Como acontece com a grande maioria da classe média de Moscou, a casa não tem o padrão Fifa. Cozinha pequena, duas salas e dois quartos. O orçamento apertado vai empurrando as reformas sempre para o ano seguinte. Daria acha que elas já passaram da hora de acontecer.

A geladeira, com uns cinco ou seis anos de uso, traz alguns ímãs que mostram as viagens da família: Egito, Rio de Janeiro e as ex-repúblicas soviéticas.

Na pia com água quente e fria, outra de suas lembranças preferidas como turista: uma caneca com o desenho do calçadão de Copacabana. Foi por causa dessa viagem que ela aprendeu português. No fogão branco, um pouco enferrujado, frango e arroz. Ela se apressa em dizer que foi o marido, Konstantin, que deixou tudo pronto, pois ela não é muito de cozinhar. Tudo parece gostoso.

Daria ganha R$ 1.800 como jornalista e tradutora em um site importante da Rússia. Decidiu trabalhar com um salário menor para ter horários flexíveis e poder ficar com a família e estudar. Disse que já chegou a ganhar 70 mil rublos (R$ 4.300) quando trabalhava na área administrativa de uma empresa.

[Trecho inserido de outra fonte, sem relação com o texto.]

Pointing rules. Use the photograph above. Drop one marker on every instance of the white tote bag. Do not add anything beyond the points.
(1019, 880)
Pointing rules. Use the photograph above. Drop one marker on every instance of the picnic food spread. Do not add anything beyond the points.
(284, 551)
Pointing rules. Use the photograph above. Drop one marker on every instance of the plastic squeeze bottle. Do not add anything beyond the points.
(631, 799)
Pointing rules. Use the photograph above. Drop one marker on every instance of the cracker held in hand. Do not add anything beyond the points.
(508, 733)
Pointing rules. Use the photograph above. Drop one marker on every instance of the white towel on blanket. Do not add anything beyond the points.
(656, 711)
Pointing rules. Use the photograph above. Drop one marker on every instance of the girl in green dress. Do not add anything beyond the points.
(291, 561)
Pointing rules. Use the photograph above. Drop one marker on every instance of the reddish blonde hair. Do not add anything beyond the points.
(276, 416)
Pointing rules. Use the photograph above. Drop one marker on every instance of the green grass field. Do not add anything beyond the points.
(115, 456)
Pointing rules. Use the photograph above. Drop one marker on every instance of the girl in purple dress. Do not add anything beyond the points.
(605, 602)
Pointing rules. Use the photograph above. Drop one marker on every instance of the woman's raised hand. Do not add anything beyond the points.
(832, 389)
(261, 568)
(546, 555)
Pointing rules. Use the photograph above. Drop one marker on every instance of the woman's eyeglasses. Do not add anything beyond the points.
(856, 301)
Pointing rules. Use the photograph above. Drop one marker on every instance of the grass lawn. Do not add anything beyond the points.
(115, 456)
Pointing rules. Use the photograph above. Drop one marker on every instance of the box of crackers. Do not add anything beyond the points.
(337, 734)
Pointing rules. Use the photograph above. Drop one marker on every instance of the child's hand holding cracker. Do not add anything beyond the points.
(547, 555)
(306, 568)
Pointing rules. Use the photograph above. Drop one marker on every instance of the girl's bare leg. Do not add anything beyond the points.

São duas filhas: a mais velha é Katya; a mais nova, Lada - como o carro. Seu marido é advogado e tem renda média de R$ 3 mil. A casa é própria, mas eles têm despesas da ordem de R$ 600 por mês com água, luz, internet e gás. Saúde e educação são gratuitos. Não gastam com TV por assinatura, pois não veem TV. Preferem internet.

O prédio é bem localizado, distante cinco minutos do metrô Bagrationovskaya e em frente ao Parque Fili, um dos principais centros de lazer da cidade. Dá para passear de barco no rio, caminhar, andar de bicicleta ou de patins, assistir aos filmes nas noites de cinema e acompanhar concertos ao ar livre. Esse é o lazer da família de Daria.

Na garagem, dois carros. O mais novo é um Toyota branco 2001, que sofreu uma batida na traseira. Outro conserto que vai sendo adiado. Daria acha que o apartamento de 61 metros quadrados é grande, mas reclama que não é muito confortável. Eles foram projetados ainda na época do socialismo para que acomodassem duas ou três famílias. Isso mesmo. Várias famílias dividiam o mesmo espaço em nome do conceito de coletivismo soviético. Mas a ideia foi perdeu força com a morte de Stalin e acabou nos anos 1960.

Katya, a filha mais velha, aproveitou o espaço à sua maneira. Fez uma divisória dentro da sala grande. Privacidade. "Gosto de quartos dentro dos quartos", justifica a menina de 17 anos.

Seus desenhos representam grande parte da decoração do local. Ela aprendeu a desenhar na Escola de Artes e agora quer aprender animação. Em agosto, fará um exame no Theatrical Art Technical College. De certa forma, levou adiante o talento da mãe, que gostava de desenhar e criar objetos com peles de animais na adolescência. Daria conta que a filha não tem tudo o que as amigas têm, mas Katya nunca reclama e entende.

Não deu tempo de ficar para o frango com arroz, apesar do convite. A próxima tarefa era entrevista coletiva da Croácia. No dia seguinte, na hora de agradecer a hospitalidade e o carinho, a pergunta mais delicada do encontro. Daria acha difícil a questão. "Acho que sou feliz. As pessoas queridas estão perto de mim e saudáveis. Tenho filhos e tenho saúde. Minha consciência é clara. Nem sempre estou satisfeita com o que percebo no plano social, mas isso depende de mim."